I would imagine that "people in room at time t" and "people in room t+1" is quite a good proxy for "number of people present all day", it is certainly an upper bound.
Once you've done all that, a top end GPU can handle about 4 FPS (assuming 1080P input).
Then the problem is that YOLO will occasionally miss blindingly obvious objects. That combined with the fact that you've only got 4 FPS means that detecting the direction of a person is hard - they tend to move across the camera's field of view before you've got enough data to be confident what just happened. A person walking from left to right looks the same as someone walking off the left of the frame and then someone different walking onto the right of the next frame.
At some point its easier, cheaper and more accurate to install an IR laser beam and count the breaks. You'll save about half a kilowatt too.
Another interesting point is that YOLO is pre-trained on hundreds of object classes. This feels like a waste. I wanted to retrain it with all but the people class removed from the training set. My learned colleague suggested that was a stupid idea because YOLO learns general info about how to separate objects from backgrounds from all the object classes. Not showing it surfboards makes it worse at detecting people. Crazy.
OpenCV's facialRecognizer class is one of the fastest I found. And it's what I used in my program.
Primarily, it does a LBP cascade finding "any face", including ones that look like walls. Thankfully it has False positives, but almost never false negatives. Then, I use each region of interest's area and do a haar cascade for eyes. If theres at least 1 eye in the region of interst, I pass it to the classifier.
From there, the classifier then runs the image zone into the classifier. If its not there, it adds it. if it is, then it adds this as another sample to further prove the face.
I can get 15 FPS@1280x720 on a Thinkpad T61
I also implemented a "no more than 50 samples per matched face" to keep the size of the face-hash-db down.
and my old code's currently on gitlab, gitlab.com/crankylinuxuser . It's pretty crappy as it was a weekend hack.
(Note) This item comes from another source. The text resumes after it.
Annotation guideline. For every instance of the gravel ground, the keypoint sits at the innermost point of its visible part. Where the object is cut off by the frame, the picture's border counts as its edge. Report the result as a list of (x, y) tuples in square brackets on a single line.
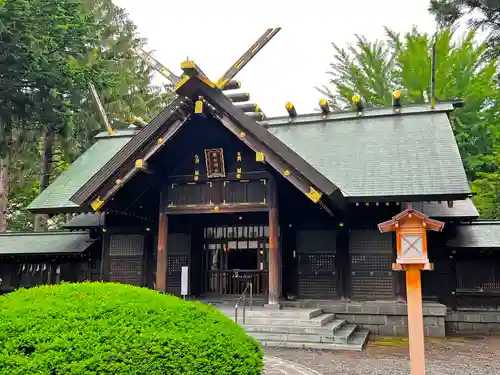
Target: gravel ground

I need to separate the engine from the GUI, and make the GUI web accessible. There's a few more pieces to do that, but I was looking at selling it for various purposes.
Correct. But if someone walks past really slowly, would you count that as multiple visits, because they appear in multiple frames?
'<SNIP> is quite a good proxy for "number of people present all day"'
The term to which I objected was 'Foot Traffic'. Whether something is a good proxy for <something other than foot traffic> is irrelevant.
Although I was initially creeped out by Insecam, I was fascinated with the idea that I could peer into so many different corners of the world just by clicking on a couple of links.
If it sounds creepy, and probably is. Go with your gut on this kind of thing. Then again, maybe it's better to have the tech out in the open.
It's very patriotic, just like all that top secret work you used to do with the Eyring Research Institute!